Shea Yeleen
- Formation: 2005
- Type: Social enterprise, natural beauty care
- Key people: Rahama Wright (President & CEO)
- Website: sheayeleen.com

= Shea Yeleen =

U.S.-based nonprofit organization

Shea Yeleen is a social enterprise that includes a 501(c)(3) nonprofit and a commercial entity that sells "high-quality, unrefined shea butter products." The mission of the organization is "to promote sustainable economic development in rural sub-Saharan Africa, empower and train women-owned shea butter cooperatives, and educate consumers in the U.S. about natural beauty care products and fair trade.

Rahama Wright, a former Peace Corps volunteer in Mali, founded Shea Yeleen in 2005 and serves as the organization's President and CEO.

==Founding==
Wright, a first-generation Ghanaian American, first discovered shea butter production while an intern at the U.S. Embassy in Ouagadougou, Burkina Faso, in 2002. Later that year, Wright became a Peace Corps volunteer in Mali, where she "supported the creation of the first shea butter cooperative in the village of Dio."

Through her experiences in these countries, Wright made two key observations that would inspire her work. First, she saw that "women could not take basic steps to improve their families’ health and nutrition because they lack independent income." Second, she noted that "women in Mali and more than a dozen African countries are key players in the production of shea butter — and that shea butter is a cosmetic hit in developed countries."
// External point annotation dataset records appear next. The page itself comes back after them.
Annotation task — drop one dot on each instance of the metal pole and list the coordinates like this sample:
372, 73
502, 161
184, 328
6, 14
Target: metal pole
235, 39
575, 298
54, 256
In 2005, Wright applied these lessons to found Shea Yeleen, which has worked with women in cooperatives in Ghana, Burkina Faso and Mali. In March 2012, Shea Yeleen launched a for-profit LLC to market and sell their fair trade shea butter beauty care line.

==Business model and products==
Shea Yeleen "promotes empowerment among women in rural West Africa by teaching them sustainable economic development through organizing and training women-owned cooperatives to produce, market, and sell high quality shea butter themselves." Shea Yeleen also works to ensure "that the profits from their products go back to the female-owned cooperatives that are cultivating and developing the products."

Shea butter products sold by Shea Yeleen include body butter, black soap, body balms, lip balms and handmade soaps.

Shea Yeleen is a member of the Fair Trade Federation and YouthTrade.

==Accolades==
For her work at Shea Yeleen, Wright was one of only 80 women selected among more than 3,000 female applicants for the "O-White House Leadership Project" contest in 2008.

In 2011, Shea Yeleen was selected to represent the Peace Corps theme at the Smithsonian Folklife Festival on the National Mall in Washington, D.C.